Auf seinem neuen Album "The Fool" (Trost/Cut Surface) begegnet er uns entsprechend als "Sinner", "Trembler", "Singer" sowie im Selbstporträt als Vogel-Maler, aber definitiv nicht als der titelgebende Narr, der bei einem musikalischen Veitstanz natürlich ein anderer ist: "Youre trying to fool the fool, you fool / Youre trying to fool the fool."

Wie schon auf dem Vorgänger "The Lottery" von 2016 gewinnt Bruch seinem ins elektronische Zeitalter überführten Schaltkanzel-Rock-n-Roll mit Lo-Fi- und Alternative-Hintergrund immer wieder große Popmomente ab.
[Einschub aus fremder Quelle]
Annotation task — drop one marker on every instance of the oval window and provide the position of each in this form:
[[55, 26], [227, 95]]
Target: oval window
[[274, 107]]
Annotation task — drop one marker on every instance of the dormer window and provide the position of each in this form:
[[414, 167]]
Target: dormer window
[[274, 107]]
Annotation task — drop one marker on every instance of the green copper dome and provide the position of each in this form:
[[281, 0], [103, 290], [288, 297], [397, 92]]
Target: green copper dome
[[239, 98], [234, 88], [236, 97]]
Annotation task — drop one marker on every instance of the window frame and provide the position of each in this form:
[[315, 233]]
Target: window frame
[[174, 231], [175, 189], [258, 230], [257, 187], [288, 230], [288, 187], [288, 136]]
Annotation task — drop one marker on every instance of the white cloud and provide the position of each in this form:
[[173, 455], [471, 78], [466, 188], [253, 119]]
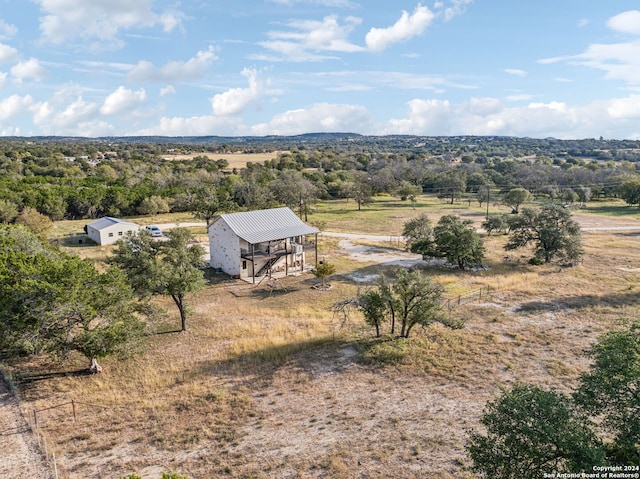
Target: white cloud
[[7, 30], [619, 61], [616, 118], [8, 53], [519, 97], [320, 117], [122, 100], [484, 106], [65, 20], [625, 108], [235, 100], [15, 105], [168, 90], [626, 22], [309, 36], [428, 117], [28, 69], [196, 126], [406, 27], [174, 71], [515, 72]]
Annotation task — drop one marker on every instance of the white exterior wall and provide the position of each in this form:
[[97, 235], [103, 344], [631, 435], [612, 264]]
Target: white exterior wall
[[94, 234], [103, 237], [224, 248]]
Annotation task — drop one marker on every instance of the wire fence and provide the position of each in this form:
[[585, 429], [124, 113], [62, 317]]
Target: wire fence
[[470, 297]]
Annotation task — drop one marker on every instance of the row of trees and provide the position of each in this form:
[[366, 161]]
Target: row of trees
[[136, 179], [550, 230], [58, 303], [530, 431]]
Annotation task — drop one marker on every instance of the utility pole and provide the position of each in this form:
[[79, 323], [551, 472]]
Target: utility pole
[[488, 199]]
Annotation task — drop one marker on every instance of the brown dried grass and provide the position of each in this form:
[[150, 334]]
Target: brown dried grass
[[268, 384]]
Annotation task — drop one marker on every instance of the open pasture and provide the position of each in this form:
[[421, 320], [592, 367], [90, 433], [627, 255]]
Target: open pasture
[[270, 384]]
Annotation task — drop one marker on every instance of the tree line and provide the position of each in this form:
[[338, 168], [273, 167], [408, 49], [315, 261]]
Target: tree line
[[128, 179]]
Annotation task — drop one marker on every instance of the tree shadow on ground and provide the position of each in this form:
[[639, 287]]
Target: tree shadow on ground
[[26, 380]]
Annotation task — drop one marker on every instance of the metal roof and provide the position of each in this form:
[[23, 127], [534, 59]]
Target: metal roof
[[108, 221], [267, 225]]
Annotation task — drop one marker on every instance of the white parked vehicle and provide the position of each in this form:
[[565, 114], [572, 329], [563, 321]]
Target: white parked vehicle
[[154, 230]]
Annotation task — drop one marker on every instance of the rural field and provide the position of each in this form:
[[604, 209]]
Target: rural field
[[236, 160], [269, 383]]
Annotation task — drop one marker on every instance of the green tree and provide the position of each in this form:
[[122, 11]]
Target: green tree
[[610, 390], [497, 223], [154, 205], [517, 197], [451, 184], [8, 211], [169, 268], [416, 230], [630, 191], [407, 191], [550, 230], [455, 240], [36, 222], [374, 309], [208, 202], [417, 300], [56, 303], [530, 431]]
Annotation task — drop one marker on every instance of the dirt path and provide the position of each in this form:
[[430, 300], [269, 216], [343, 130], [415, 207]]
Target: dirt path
[[19, 456]]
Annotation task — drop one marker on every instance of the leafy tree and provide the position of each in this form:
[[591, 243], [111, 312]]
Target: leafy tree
[[407, 191], [323, 271], [550, 230], [530, 431], [207, 202], [451, 184], [169, 268], [8, 211], [630, 191], [416, 230], [418, 300], [584, 194], [154, 205], [497, 223], [56, 303], [455, 240], [517, 197], [611, 391], [374, 308], [295, 191], [36, 222]]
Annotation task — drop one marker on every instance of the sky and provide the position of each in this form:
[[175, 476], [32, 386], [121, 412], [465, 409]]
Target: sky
[[566, 69]]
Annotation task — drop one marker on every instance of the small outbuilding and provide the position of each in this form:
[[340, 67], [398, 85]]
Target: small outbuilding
[[108, 230], [253, 244]]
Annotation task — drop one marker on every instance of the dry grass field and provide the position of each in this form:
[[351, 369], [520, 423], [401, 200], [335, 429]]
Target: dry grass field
[[236, 160], [269, 384]]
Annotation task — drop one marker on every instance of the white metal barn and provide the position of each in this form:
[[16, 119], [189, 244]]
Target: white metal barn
[[108, 230], [252, 244]]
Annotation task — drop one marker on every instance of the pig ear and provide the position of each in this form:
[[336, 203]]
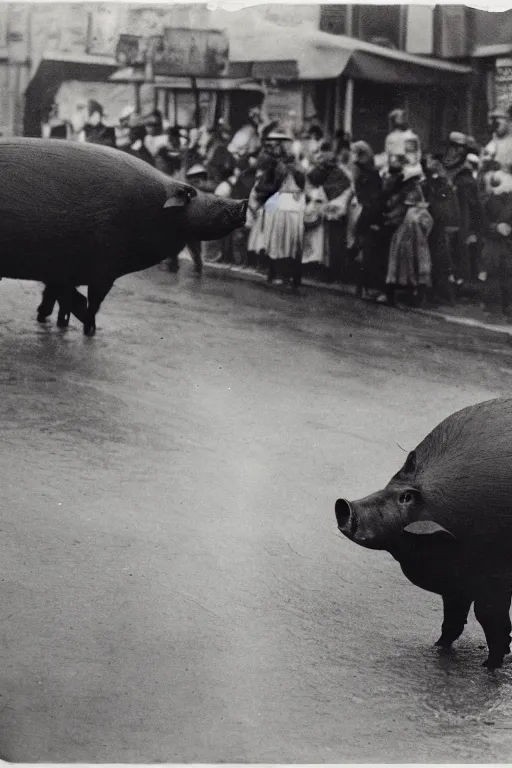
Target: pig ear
[[427, 528], [410, 463], [180, 197]]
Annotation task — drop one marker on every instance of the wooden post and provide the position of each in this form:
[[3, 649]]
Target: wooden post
[[175, 100], [328, 108], [337, 105], [349, 106], [196, 101]]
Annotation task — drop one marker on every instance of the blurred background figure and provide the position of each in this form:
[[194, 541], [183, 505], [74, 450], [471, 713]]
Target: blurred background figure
[[470, 214], [95, 131], [409, 264], [500, 146], [497, 249], [246, 140], [55, 127]]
Neben heftig ballernden Synthie-Bässen der Marke Nine Inch Nails oder DAF bei rhythmuszentrierten Stücken wie "Lets Sweat The Crap Out" oder dem erwähnten "The Fool", einem Hauch Frank Tovey alias Fad Gadget bei "Individual" (mit seinem schönen Satz "It used to be individual / to be individual") und hübschem Alleinunterhaltermaterial ("Bruch") kulminieren diese heute im von Bruch wieder im gewohnten Knödelgesang vorgetragenen "Gelotologie". Musikalischer Trost, den man brauchen kann: "Laugh today and cry tomorrow / But for now forget your sorrows."